Monday, 26 March 2012

Kenya patent claim drafting: a practical course

From Isaac Rutenberg, a US-based patent attorney now living in Kenya, comes the following report:
Prior art?
An excellent week-long conference devoted to patent claim drafting was held in Nairobi from March 19-23. The conference was organized by the Kenya Industrial Property Institute (KIPI, the Kenyan patent office), and was co-sponsored by WIPO and ARIPO. Participants and presenters included KIPI and ARIPO examiners, as well as IP-managers, scientists, and lawyers from a number of Kenyan Universities, research organizations, and law firms.

The conference was organized because KIPI has received many patent applications that do not have well-drafted claims. The conference was highly practical -- in one session, participants worked in groups to draft a set of claims for a ballpoint pen. The resulting claims drafted by each group where then critiqued by all participants. Conversations were lively, insightful, and highly useful (as indicated by feedback from participants).

KIPI recognizes that there are not many people in Kenya with experience in drafting patent applications. The training provided at the conference was meant to be only the first of many workshops, and was very well timed considering the growing interest by the various institutions in obtaining local and international patents. Interest is growing (at least in Kenya) among IP managers in using national and international patents to attract investment.

One of the participants remarked that she was glad that KIPI has moved beyond “awareness” conferences and has begun providing more practical sessions.

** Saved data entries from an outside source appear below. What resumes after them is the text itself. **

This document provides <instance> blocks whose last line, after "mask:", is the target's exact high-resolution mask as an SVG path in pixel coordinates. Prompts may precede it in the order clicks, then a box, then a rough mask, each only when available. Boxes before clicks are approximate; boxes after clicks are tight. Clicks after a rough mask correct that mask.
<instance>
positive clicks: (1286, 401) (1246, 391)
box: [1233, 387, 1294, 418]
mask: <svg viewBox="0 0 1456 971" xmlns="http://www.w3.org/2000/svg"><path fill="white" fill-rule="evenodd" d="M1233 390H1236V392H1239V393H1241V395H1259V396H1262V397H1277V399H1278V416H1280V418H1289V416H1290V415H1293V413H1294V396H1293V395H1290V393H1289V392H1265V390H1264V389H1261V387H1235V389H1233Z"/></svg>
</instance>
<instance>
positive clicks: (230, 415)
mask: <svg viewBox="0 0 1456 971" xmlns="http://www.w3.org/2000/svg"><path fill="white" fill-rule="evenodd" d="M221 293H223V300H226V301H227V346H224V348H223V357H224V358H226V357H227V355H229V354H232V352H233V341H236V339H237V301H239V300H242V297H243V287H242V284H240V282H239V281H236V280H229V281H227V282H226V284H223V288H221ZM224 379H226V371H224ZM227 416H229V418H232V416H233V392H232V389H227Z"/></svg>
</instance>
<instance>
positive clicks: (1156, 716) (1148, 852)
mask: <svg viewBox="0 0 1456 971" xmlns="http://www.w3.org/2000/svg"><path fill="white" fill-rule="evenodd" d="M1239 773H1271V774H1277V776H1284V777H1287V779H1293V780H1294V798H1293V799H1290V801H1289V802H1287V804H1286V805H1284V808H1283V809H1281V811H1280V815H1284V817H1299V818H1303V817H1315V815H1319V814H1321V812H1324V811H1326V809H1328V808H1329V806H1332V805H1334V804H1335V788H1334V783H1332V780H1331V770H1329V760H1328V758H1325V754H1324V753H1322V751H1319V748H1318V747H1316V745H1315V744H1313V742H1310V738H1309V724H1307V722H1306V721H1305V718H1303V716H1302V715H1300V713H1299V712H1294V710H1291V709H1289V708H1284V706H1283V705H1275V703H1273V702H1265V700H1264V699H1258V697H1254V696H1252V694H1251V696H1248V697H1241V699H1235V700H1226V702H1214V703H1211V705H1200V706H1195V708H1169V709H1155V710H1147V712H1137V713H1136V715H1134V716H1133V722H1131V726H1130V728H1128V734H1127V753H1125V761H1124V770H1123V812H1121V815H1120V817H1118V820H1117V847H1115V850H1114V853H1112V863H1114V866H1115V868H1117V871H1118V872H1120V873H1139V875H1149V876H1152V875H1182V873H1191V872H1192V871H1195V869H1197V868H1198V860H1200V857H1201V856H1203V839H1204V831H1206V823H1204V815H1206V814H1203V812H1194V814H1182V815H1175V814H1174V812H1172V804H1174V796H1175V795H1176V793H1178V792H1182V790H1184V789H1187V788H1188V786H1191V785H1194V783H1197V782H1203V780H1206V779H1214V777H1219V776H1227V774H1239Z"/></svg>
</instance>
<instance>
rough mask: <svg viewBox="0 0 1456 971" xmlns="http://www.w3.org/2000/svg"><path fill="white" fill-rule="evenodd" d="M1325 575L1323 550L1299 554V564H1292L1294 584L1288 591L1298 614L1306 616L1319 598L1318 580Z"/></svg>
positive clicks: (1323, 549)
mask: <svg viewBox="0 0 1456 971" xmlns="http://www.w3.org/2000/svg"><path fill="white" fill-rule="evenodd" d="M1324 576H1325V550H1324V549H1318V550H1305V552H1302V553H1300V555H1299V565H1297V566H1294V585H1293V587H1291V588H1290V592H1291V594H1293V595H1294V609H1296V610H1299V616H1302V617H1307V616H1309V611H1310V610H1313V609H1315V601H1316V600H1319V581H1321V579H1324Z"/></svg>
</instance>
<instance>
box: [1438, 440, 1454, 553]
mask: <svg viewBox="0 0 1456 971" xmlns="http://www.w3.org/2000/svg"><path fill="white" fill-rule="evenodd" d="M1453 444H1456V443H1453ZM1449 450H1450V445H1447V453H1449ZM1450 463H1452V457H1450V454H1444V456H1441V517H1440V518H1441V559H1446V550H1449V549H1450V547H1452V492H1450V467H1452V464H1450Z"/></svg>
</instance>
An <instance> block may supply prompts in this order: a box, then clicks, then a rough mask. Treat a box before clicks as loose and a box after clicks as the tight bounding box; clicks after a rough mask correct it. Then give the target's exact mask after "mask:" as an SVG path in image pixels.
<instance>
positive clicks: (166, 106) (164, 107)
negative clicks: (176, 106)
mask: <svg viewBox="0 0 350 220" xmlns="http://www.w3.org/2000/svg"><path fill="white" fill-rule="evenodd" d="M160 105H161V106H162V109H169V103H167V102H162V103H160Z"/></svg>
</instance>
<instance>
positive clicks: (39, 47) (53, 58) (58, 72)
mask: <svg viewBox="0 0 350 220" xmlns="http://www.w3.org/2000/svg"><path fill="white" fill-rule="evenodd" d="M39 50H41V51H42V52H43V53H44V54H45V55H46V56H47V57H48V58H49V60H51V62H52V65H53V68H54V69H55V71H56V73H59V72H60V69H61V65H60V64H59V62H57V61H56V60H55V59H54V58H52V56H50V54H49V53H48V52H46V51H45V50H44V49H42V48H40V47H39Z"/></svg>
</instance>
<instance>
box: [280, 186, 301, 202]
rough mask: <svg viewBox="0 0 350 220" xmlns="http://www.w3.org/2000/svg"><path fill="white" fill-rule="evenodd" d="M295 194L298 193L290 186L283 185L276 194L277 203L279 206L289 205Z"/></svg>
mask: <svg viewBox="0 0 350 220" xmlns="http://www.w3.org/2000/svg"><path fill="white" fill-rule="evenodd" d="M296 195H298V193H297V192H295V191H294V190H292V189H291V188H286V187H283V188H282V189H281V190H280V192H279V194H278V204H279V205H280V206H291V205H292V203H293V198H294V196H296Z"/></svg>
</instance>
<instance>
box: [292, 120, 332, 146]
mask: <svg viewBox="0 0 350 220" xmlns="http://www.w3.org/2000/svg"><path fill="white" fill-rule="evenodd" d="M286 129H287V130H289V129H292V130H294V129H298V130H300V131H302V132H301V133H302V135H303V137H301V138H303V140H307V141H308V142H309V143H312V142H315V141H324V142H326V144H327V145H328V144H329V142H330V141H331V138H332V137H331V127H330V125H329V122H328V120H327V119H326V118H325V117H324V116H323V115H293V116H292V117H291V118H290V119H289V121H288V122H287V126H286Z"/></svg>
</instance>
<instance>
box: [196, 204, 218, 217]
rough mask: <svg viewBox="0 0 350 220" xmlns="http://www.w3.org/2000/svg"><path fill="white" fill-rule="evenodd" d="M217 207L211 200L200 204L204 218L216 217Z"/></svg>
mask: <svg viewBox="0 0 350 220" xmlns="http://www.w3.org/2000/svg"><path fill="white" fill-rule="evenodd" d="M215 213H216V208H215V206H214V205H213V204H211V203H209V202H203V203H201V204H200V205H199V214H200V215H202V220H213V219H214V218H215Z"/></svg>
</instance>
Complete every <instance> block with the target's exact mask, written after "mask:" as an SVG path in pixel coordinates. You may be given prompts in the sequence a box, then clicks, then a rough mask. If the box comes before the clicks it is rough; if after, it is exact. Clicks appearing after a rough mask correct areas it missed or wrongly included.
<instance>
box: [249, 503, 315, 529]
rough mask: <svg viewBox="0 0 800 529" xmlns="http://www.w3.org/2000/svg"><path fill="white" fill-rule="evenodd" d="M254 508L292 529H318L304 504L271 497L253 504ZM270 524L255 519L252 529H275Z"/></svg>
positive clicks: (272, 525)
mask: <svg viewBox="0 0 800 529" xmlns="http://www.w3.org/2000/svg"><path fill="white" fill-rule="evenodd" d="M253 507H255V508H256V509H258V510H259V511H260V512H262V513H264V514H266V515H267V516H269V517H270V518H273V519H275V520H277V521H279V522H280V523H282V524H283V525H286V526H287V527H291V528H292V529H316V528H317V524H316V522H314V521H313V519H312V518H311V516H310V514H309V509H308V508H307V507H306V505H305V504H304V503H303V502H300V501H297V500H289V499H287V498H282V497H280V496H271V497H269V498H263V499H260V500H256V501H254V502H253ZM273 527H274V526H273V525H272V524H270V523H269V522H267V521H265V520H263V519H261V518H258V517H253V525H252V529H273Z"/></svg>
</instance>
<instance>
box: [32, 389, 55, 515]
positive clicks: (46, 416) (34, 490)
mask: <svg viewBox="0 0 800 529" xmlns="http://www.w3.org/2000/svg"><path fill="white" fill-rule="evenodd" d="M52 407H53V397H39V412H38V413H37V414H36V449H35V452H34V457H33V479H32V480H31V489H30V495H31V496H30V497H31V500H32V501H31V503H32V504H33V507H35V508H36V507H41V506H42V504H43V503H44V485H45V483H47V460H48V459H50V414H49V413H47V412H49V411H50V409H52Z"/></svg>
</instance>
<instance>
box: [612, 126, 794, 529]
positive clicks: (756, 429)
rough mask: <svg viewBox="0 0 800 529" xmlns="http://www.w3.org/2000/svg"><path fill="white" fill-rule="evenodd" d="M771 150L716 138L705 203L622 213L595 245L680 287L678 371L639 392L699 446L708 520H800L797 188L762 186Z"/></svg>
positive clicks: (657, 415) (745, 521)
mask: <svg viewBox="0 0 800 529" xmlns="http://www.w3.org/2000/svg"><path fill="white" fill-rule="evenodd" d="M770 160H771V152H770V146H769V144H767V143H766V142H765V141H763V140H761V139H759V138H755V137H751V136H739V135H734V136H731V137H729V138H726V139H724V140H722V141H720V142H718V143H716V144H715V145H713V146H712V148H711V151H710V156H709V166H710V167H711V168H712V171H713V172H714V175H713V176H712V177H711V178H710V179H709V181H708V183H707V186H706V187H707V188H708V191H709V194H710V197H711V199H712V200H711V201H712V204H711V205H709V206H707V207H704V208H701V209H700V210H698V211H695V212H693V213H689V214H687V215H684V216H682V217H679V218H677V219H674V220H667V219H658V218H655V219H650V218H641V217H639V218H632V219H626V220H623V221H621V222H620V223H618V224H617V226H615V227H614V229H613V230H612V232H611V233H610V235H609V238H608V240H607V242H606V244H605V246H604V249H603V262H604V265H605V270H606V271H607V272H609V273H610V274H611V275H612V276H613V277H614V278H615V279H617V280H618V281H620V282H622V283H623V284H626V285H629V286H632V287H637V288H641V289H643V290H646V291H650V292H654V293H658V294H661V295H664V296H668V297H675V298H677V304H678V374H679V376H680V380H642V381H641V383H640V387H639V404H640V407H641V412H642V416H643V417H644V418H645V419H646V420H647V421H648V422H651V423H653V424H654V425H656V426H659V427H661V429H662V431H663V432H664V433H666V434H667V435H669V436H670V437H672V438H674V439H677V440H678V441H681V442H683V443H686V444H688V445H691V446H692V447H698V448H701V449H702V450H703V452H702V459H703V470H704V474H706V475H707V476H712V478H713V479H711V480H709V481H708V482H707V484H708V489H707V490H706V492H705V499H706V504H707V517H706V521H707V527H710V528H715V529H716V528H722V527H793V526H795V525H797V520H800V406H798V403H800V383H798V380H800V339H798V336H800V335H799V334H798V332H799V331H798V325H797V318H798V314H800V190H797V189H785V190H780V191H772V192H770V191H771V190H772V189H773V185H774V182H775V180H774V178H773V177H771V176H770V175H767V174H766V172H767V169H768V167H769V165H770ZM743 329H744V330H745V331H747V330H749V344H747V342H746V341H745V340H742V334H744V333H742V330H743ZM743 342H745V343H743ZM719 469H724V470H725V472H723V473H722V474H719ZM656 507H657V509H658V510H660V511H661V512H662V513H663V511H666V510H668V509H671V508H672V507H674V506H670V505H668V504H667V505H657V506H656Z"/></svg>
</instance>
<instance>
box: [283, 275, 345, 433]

According to the WIPO and ARIPO representatives, KIPI is the most active of patent offices in the region. Based on Kingsley Egbuonu's marathon alphabetical trek around the official IP websites of African nations, this is not surprising. Kenya’s IP offices are  using the web
effectively, and this conference shows that KIPI is addressing a vital and timely need.
Kudos to KIPI, ARIPO, and WIPO!
Thanks, Isaac, for this very positive report. This blogger has long used the example of the ballpoint pen as an example of something which is familiar to us all but a nightmare for the untrained, or even trained but unpractised, individual to express in the form of a description and claims.